SEC Commissioner: We Shouldn’t Be Promoting Investor Confidence
A leading Republican regulator, SEC Commissioner Michael Piwowar, said in a speech to Cato recently that the goal of the Securities and Exchange Commission should not be to “promote investor confidence,” but instead to “promote investor skepticism.” This is pretty remarkable, and it’s a scary example of a radically libertarian philosophy that could cause our financial system to melt down in a big way.
It is always fascinating (not the only word that comes to mind) when people who don’t believe in government are charged with running it, especially when it comes to our country’s financial stability. The three biggest financial meltdowns of the last 100 years — the stock market crash of 1929, the Savings and Loan crisis of the 1980s, and the financial collapse of 2008 — happened on the watch of our three most conservative administrations in terms of economic policy of those 100 years, and that is no coincidence (I’m counting Coolidge and Hoover as one administration since the ’29 crash happened so early in Hoover’s term). Presidents and regulators who let financial titans run wild and free pay a heavy price — or at least the countries they run do.
Piwowar fills one of the two SEC commissioner seats allotted to Republicans. Although he was appointed by President Obama last year, he is exactly the kind of commissioner a Republican president would pick — a regulator who disdains regulation. Since late May, Piwowar is or has been a featured speaker at events for three of the most right-wing, libertarian groups in the country: the Cato Institute, the Federalist Society, and the Mercatus Center.
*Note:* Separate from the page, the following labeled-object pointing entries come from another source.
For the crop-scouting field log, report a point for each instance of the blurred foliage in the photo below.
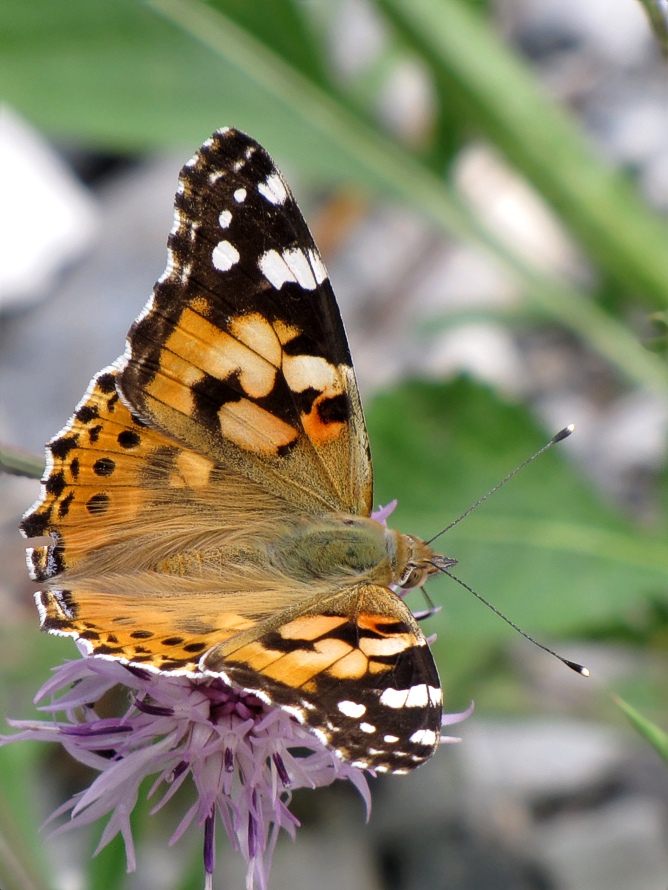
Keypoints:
(130, 77)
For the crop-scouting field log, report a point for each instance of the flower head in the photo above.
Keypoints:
(244, 757)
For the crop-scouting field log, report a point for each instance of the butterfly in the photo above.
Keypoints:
(208, 504)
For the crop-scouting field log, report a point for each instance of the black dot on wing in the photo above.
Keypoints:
(98, 504)
(128, 439)
(55, 484)
(64, 505)
(106, 383)
(62, 447)
(104, 466)
(87, 413)
(334, 409)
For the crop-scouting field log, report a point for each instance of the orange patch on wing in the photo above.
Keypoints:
(220, 355)
(192, 470)
(256, 332)
(255, 655)
(298, 667)
(351, 667)
(390, 645)
(310, 627)
(316, 429)
(173, 384)
(254, 429)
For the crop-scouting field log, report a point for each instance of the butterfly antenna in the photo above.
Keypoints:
(573, 665)
(562, 434)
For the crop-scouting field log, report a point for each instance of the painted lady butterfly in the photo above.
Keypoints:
(209, 502)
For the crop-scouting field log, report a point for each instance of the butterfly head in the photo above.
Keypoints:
(421, 562)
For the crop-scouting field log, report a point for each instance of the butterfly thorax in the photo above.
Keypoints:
(330, 549)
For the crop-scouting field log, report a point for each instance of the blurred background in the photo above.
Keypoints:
(487, 182)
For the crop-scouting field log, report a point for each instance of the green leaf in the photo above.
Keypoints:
(657, 738)
(488, 85)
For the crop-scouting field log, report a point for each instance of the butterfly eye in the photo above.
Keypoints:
(414, 578)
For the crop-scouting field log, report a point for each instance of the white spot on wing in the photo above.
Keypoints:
(351, 708)
(291, 265)
(273, 189)
(418, 696)
(394, 698)
(435, 695)
(424, 737)
(317, 265)
(224, 256)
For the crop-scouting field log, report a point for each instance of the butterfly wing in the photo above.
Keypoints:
(354, 666)
(241, 353)
(233, 409)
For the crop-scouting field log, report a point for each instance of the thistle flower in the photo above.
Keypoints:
(244, 757)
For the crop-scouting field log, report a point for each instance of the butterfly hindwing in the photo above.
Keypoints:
(354, 666)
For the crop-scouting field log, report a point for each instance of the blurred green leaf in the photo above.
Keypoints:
(489, 86)
(127, 78)
(657, 738)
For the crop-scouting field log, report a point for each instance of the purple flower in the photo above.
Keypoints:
(244, 757)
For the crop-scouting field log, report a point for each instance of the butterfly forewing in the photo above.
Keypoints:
(242, 354)
(194, 500)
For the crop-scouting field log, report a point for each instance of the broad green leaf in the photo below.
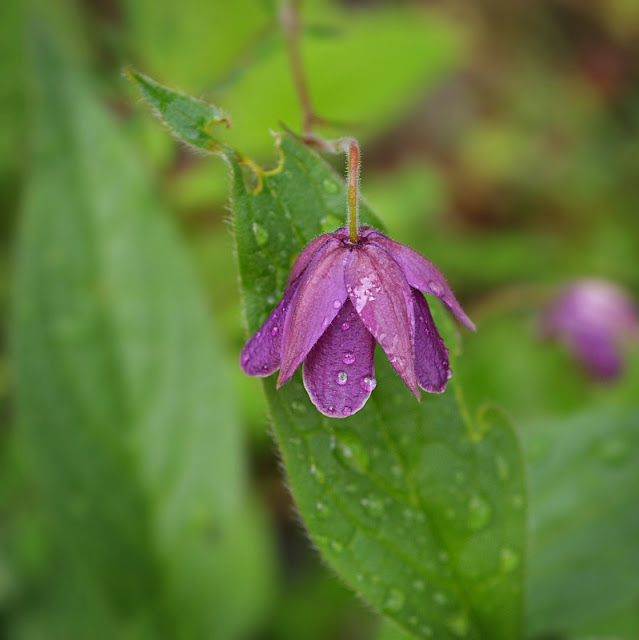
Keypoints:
(416, 508)
(584, 485)
(125, 411)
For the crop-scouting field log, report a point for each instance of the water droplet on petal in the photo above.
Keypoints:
(348, 357)
(435, 287)
(395, 600)
(368, 383)
(260, 233)
(350, 452)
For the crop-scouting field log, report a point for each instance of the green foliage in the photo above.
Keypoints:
(126, 420)
(499, 141)
(584, 482)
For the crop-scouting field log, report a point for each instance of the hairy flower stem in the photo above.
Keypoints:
(353, 189)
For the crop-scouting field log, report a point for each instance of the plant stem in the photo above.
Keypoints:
(353, 189)
(289, 19)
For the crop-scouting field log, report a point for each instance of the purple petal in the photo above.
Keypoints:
(422, 274)
(320, 296)
(305, 257)
(597, 351)
(431, 355)
(382, 298)
(261, 354)
(339, 369)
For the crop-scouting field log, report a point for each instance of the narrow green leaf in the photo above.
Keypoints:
(417, 509)
(584, 483)
(125, 410)
(190, 119)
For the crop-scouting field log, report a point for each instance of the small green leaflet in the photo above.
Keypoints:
(417, 508)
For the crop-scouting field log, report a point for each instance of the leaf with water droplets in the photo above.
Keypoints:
(405, 501)
(584, 487)
(118, 383)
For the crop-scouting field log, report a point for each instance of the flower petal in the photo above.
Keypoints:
(382, 298)
(597, 351)
(431, 356)
(320, 296)
(339, 370)
(261, 355)
(306, 255)
(422, 274)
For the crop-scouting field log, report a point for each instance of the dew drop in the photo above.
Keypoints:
(479, 513)
(368, 383)
(317, 473)
(458, 624)
(373, 506)
(348, 357)
(336, 546)
(350, 452)
(298, 407)
(395, 600)
(260, 233)
(508, 560)
(503, 470)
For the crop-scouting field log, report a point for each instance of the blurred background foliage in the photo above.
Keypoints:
(499, 139)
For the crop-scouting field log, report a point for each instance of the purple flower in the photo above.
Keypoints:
(341, 298)
(590, 316)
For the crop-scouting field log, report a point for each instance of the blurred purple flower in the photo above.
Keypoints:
(591, 316)
(341, 298)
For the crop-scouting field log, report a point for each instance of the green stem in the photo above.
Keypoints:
(353, 189)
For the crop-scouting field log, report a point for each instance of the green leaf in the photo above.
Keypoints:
(125, 410)
(189, 118)
(416, 508)
(584, 483)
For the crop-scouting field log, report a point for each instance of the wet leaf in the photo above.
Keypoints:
(416, 507)
(126, 415)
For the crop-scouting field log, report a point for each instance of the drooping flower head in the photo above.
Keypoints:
(342, 298)
(591, 316)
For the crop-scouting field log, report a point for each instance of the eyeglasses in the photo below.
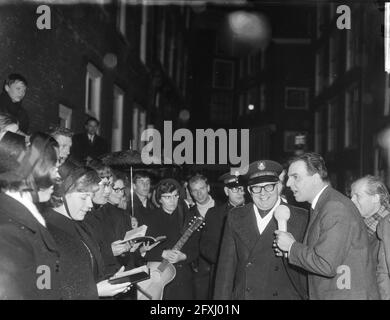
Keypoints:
(117, 190)
(237, 189)
(267, 187)
(170, 197)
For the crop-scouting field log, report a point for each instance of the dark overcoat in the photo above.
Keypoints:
(336, 251)
(248, 268)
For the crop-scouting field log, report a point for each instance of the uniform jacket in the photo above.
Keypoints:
(27, 253)
(82, 147)
(336, 250)
(247, 266)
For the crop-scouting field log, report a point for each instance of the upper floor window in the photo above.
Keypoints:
(93, 81)
(121, 17)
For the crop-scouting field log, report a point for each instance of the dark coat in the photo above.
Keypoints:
(335, 245)
(139, 210)
(25, 247)
(202, 267)
(383, 267)
(81, 262)
(83, 148)
(16, 110)
(211, 236)
(173, 226)
(248, 268)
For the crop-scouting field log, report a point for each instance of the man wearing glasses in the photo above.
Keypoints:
(211, 237)
(247, 266)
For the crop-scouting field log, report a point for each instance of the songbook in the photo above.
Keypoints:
(133, 275)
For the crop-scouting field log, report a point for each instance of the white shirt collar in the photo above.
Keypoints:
(315, 200)
(25, 199)
(263, 222)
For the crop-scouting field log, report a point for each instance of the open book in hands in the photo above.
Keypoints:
(137, 235)
(133, 275)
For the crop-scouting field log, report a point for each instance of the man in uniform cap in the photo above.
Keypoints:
(211, 237)
(248, 268)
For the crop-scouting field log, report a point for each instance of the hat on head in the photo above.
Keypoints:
(231, 180)
(263, 171)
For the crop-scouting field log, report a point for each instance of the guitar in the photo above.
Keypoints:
(162, 273)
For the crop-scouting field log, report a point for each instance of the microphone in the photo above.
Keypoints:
(282, 214)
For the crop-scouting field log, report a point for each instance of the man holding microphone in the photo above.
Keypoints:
(335, 249)
(247, 266)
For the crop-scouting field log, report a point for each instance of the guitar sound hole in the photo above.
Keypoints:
(155, 276)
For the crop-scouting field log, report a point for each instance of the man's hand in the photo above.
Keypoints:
(173, 256)
(119, 248)
(284, 240)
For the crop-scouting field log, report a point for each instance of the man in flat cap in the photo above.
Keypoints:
(248, 268)
(211, 237)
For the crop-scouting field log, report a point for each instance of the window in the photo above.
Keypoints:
(139, 125)
(332, 125)
(65, 115)
(296, 98)
(262, 98)
(253, 98)
(223, 74)
(242, 67)
(318, 132)
(252, 64)
(317, 76)
(334, 54)
(144, 31)
(121, 17)
(290, 141)
(221, 108)
(351, 118)
(162, 36)
(386, 110)
(241, 104)
(117, 120)
(136, 136)
(262, 59)
(93, 81)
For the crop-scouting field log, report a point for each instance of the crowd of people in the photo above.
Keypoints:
(64, 215)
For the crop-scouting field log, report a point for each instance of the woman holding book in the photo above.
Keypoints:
(83, 275)
(29, 258)
(171, 220)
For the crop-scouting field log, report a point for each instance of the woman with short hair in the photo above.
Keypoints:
(171, 220)
(83, 273)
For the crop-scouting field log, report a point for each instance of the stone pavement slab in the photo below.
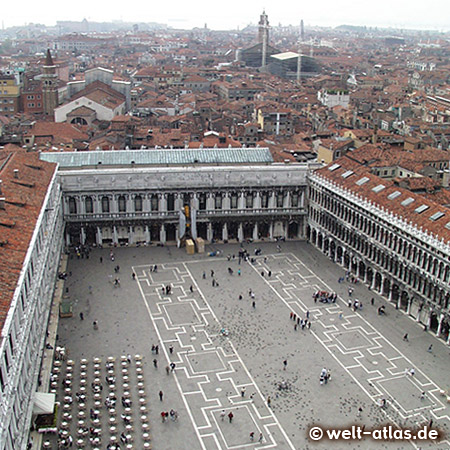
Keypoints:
(221, 344)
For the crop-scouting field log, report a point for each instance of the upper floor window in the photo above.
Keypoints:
(105, 204)
(122, 203)
(72, 206)
(138, 203)
(249, 200)
(218, 201)
(88, 205)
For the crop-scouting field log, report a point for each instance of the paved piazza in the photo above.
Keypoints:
(229, 356)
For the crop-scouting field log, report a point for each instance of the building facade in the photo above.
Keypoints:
(242, 198)
(389, 238)
(30, 248)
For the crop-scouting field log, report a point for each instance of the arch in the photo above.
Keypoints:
(79, 121)
(404, 300)
(105, 204)
(138, 203)
(72, 205)
(121, 203)
(88, 205)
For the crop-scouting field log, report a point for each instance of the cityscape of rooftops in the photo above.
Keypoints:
(224, 226)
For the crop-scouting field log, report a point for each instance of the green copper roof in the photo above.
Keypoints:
(160, 157)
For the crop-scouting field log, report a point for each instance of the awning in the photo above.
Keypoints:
(43, 403)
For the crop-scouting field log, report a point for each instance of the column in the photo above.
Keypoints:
(82, 205)
(285, 228)
(441, 319)
(257, 201)
(96, 204)
(272, 200)
(162, 204)
(226, 201)
(209, 234)
(194, 201)
(99, 236)
(225, 232)
(374, 280)
(408, 308)
(240, 232)
(129, 203)
(131, 235)
(255, 232)
(162, 234)
(301, 232)
(146, 206)
(178, 203)
(241, 201)
(210, 202)
(287, 200)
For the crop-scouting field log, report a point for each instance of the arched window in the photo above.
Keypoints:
(72, 206)
(122, 203)
(154, 202)
(105, 204)
(218, 201)
(138, 203)
(249, 200)
(88, 205)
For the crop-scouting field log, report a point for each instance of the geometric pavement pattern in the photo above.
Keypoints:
(210, 375)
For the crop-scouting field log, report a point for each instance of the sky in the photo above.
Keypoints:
(233, 14)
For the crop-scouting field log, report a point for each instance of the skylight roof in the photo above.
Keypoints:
(379, 188)
(437, 216)
(334, 167)
(361, 181)
(421, 209)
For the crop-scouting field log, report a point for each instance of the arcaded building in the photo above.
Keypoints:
(395, 241)
(31, 227)
(135, 197)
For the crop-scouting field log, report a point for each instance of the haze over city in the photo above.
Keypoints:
(234, 14)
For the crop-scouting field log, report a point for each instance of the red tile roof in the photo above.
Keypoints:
(380, 199)
(24, 197)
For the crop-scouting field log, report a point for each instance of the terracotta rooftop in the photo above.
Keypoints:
(24, 197)
(412, 207)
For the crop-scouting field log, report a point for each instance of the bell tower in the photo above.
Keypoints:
(49, 85)
(263, 28)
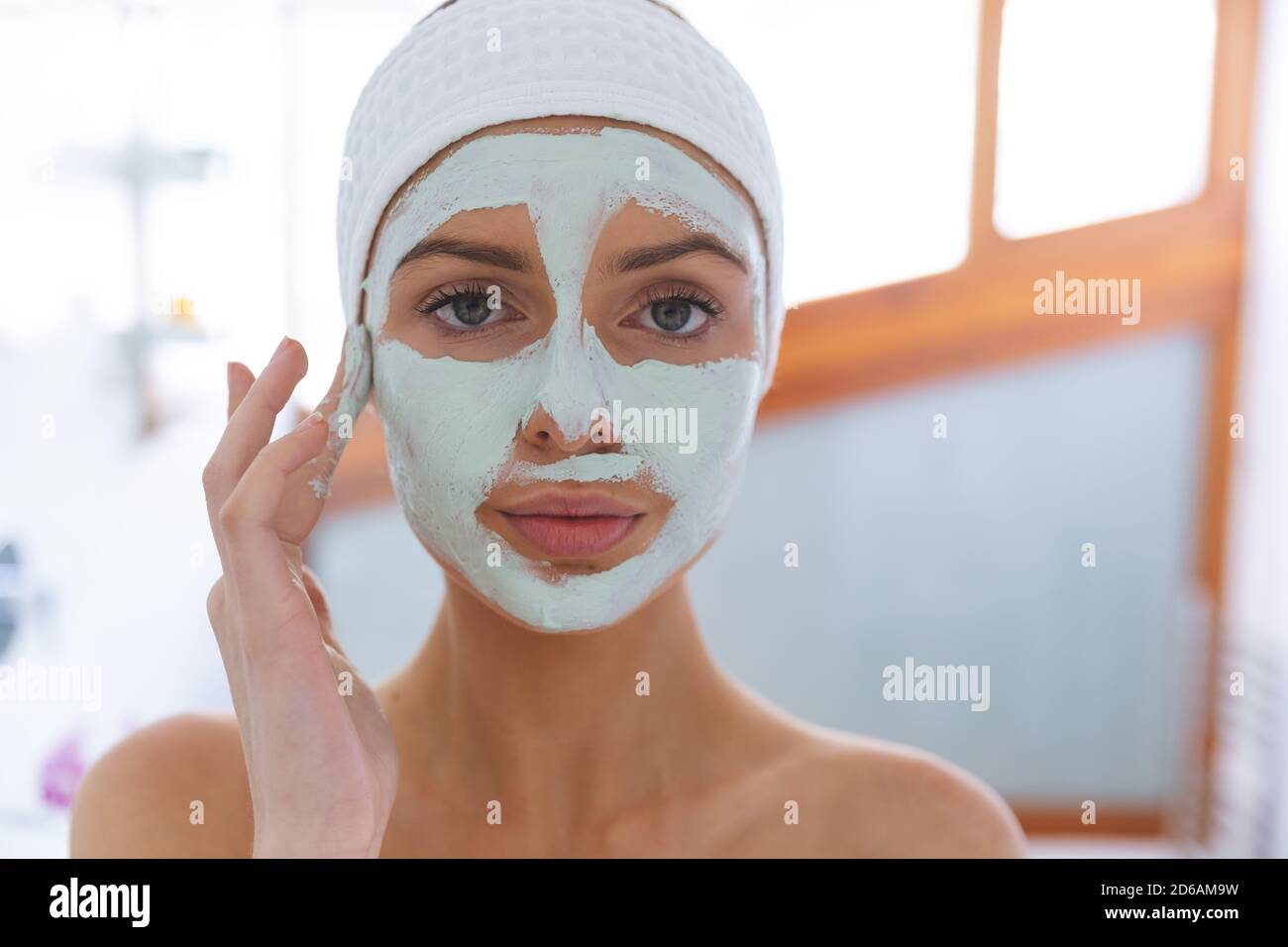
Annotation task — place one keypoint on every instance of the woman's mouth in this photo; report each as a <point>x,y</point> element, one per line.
<point>572,526</point>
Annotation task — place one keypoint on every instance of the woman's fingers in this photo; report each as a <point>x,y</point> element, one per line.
<point>252,424</point>
<point>254,500</point>
<point>240,379</point>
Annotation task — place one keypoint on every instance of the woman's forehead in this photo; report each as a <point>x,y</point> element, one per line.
<point>565,124</point>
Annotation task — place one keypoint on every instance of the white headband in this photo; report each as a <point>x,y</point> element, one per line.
<point>476,63</point>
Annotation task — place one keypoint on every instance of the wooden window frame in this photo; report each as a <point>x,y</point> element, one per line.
<point>980,315</point>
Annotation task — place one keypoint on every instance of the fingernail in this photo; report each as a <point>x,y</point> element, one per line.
<point>309,421</point>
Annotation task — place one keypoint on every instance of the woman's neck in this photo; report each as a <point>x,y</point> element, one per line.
<point>576,728</point>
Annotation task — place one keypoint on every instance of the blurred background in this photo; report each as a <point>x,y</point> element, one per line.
<point>940,453</point>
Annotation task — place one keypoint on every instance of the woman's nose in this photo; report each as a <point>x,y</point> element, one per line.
<point>541,431</point>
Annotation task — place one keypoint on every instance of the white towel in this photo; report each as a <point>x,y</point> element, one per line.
<point>475,63</point>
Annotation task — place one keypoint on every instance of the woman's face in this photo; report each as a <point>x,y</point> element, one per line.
<point>566,324</point>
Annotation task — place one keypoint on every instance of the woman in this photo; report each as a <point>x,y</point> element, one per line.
<point>566,317</point>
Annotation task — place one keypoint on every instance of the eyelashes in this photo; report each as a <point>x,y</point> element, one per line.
<point>675,312</point>
<point>464,308</point>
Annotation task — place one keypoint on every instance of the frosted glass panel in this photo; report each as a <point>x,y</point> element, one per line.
<point>1103,110</point>
<point>969,551</point>
<point>957,551</point>
<point>871,107</point>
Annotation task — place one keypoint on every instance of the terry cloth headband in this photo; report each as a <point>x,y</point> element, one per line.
<point>475,63</point>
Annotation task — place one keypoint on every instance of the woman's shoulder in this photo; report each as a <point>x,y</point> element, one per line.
<point>875,797</point>
<point>172,789</point>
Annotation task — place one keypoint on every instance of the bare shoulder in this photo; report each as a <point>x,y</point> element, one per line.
<point>887,799</point>
<point>841,795</point>
<point>142,799</point>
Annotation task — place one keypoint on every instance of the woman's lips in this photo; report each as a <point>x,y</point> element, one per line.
<point>572,526</point>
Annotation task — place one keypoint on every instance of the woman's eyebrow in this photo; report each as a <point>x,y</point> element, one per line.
<point>645,257</point>
<point>503,257</point>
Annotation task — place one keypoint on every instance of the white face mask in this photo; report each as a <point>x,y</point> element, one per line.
<point>451,425</point>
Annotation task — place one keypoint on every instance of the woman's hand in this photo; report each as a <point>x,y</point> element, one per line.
<point>320,754</point>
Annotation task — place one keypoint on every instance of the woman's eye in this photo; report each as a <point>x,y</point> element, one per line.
<point>464,311</point>
<point>677,316</point>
At the Cato event, Commissioner Piwowar was asked whether he knew of any time in history when the SEC had saved investors any money, an odd question given the SEC’s role in forcing more financial disclosure for investors and stopping fraud in financial services. In fact, from the time the SEC was created in the early 1930s until financial deregulation accelerated in the 1980s, there were none of the major financial crashes that had been wrecking the American economy about once every 20 years from the 1830s to the 1930s. The SEC’s role in preventing fraud was a major factor in that change, along with Glass-Steagall, which broke up the investor banks from the commercial banks.
But Piwowar’s answer to that ridiculous question is chilling: “I can answer that in three words: I don’t know.” Here’s an SEC commissioner so radically libertarian he doesn’t know if the agency he is a part of has ever, in any way, done any good at all.
Worse still is Piwowar’s belief that the SEC should not promote investor confidence, but investor skepticism. He apparently wants investors to have no faith in our financial institutions because it is better if they assume everyone in the marketplace is trying to cheat them. Protections for investors make them soft and careless, and are another example of the nanny state. According to this worldview, you deserve to lose everything, even if you are scammed, because you have failed to do your homework.
This is such a bad idea on so many levels. Markets don’t function effectively or fairly without rules that make it difficult to swindle people, and investment is far more likely to happen if people don’t assume they are about to be cheated.